The Bride, 1918 by Gustav Klimt
Although he was a delightful painter of landscapes, women were Klimt's theme above all others.
Richard Muter, in a newspaper review of 1909, claimed that "the new Viennese woman, a specific sort of new Viennese woman - their grandmothers were Judith and Salome - has been invented or discovered by Klimt. She is delightfully
vicious, charmingly sinful, fascinatingly perverse."
Klimt was certainly able, like certain couturiers and fashion photographers, to make his sitters and models look extraordinarily glamorous. In his later portraits, the work for which above all he is famous, his strategy was to
retain the academic realism of his earlier work for the face and figure of the subject.

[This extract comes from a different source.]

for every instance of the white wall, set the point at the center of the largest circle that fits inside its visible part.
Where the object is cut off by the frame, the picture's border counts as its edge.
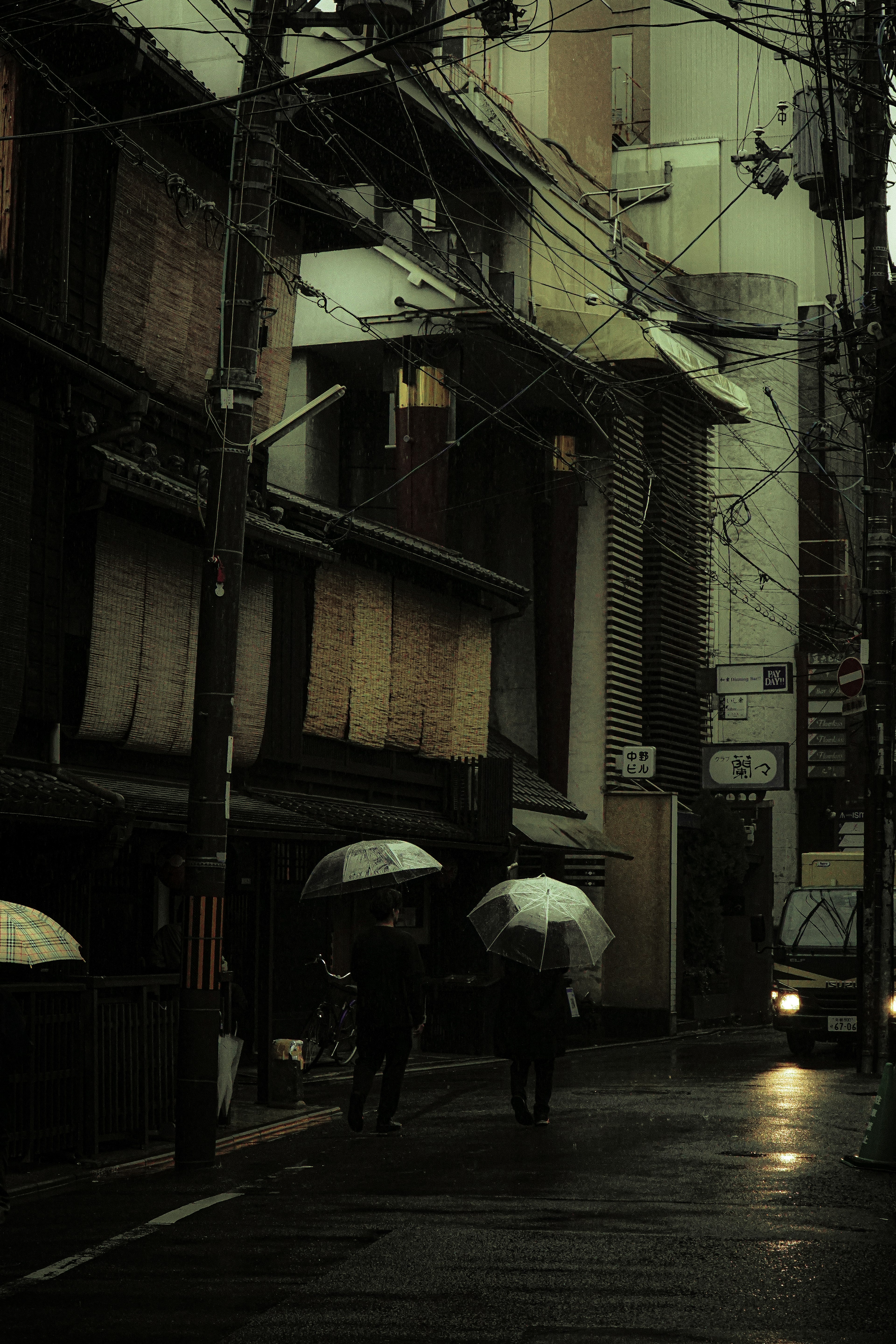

But he dissolved the rest of the image in luxuriant decoration, derived from Byzantine mosaics, Celtic design, and the Oriental textiles and ceramics that filled his studio. The effect is sumptuous, sensual, near-abstract but not
too dauntingly avant-garde.
That ornament, however, tended to be filled with meaning. When Klimt died, an unfinished painting entitled The Bride was left in his studio. The right half was dominated by a semi-naked female figure.
As the art historian Alessandra Comini described it, "The knees were bent and the legs splayed out to expose a carefully detailed pubic area on which the artist had leisurely begun to paint an overlay 'dress' of suggestive and symbolic ornamental shapes."
Thus Klimt's own death revealed the sexual obsession that lay beneath his shimmering surfaces.